Tonight’s story is a variation on a folktale that is famous all over the world. The Tale of the Peony Lantern has been featured in A-Yokai-A-Day before, and also appears on yokai.com. It’s inspired Toriyama Sekien to create the yokai hone onna, who also has appeared in A-Yokai-A-Day before.
This version is clearly based on that story, with a few differences. Instead of a Peony Lantern (牡丹灯; botan dō), we have a Peony Hall (牡丹堂; botan dō); pronounced identically in Japanese. Although the story still roughly follows the same storyline, it’s an interesting change. The ending is basically the same, and it’s so startling that it is clear why this story has remained so popular for such a long time and over such a wide geographical area.
Interestingly, this is also the only story in Shokoku hyakumonogatari that does not take place in Japan.
The Obsession of the Woman from Peony Hall
In ancient China there was a temple called Peony Hall. When a person died, their remains were placed in a box and peonies were painted on its sides, and these boxes were brought to Peony Hall and stacked on top of each other.
One man who lost his wife was so overcome with grief that for many days he went to Peony Hall every night and recited nenbutsu.
One night, a young woman wearing a gong around her neck came to Peony Hall to recite nenbutsu. The man found this strange, and asked her, “Why would a woman come to a place like this?”
The woman explained, “I was separated from my husband by death, and so…”
Then she began to cry. After that, the two of them stood up and wandered together among the graves, here and there, chanting nenbutsu. They returned every night and did the same thing. Eventually they developed deep feelings for each other, and they confessed their love and went back to the man’s house together. After night fell, they were drinking sake and merrymaking, when a neighbor peeked in at them only to see that the man was sitting across from a woman’s skull and drinking with it.
The neighbor was astonished, and the following day he spoke to the man and told him what he had seen. The man was shocked. He waited for evening to come, and when the woman came back, he saw that she was indeed a skull!

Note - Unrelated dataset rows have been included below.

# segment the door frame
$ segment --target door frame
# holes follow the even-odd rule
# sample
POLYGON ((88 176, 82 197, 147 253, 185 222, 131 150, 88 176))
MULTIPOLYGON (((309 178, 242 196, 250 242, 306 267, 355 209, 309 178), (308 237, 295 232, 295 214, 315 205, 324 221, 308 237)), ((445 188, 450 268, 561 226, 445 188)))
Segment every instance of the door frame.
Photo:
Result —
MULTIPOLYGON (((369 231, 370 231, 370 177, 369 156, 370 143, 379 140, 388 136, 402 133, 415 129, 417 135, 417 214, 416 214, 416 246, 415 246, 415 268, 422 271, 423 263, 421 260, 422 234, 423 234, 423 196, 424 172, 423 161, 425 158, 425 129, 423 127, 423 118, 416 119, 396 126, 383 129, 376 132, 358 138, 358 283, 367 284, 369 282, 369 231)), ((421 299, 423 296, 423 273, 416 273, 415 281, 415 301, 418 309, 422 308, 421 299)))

The man was so horrified that he shut himself in his home for three years, which he spent fasting and purifying himself.
After three years, the man stepped outside for a diversion and tried to catch a small bird. While he was chasing after a sparrow, it flew into Peony Hall to hide. The man was seen following the bird up to the entrance of Peony Hall, but a moment later he disappeared. His servants were astonished. They searched among the boxes stacked up in Peony Hall, where they found a box that was smeared with blood. When they looked inside the box, inside they found a woman’s skeleton gripping the man’s head in her jaws. Though three years had passed, the woman’s obsession caught the man at least.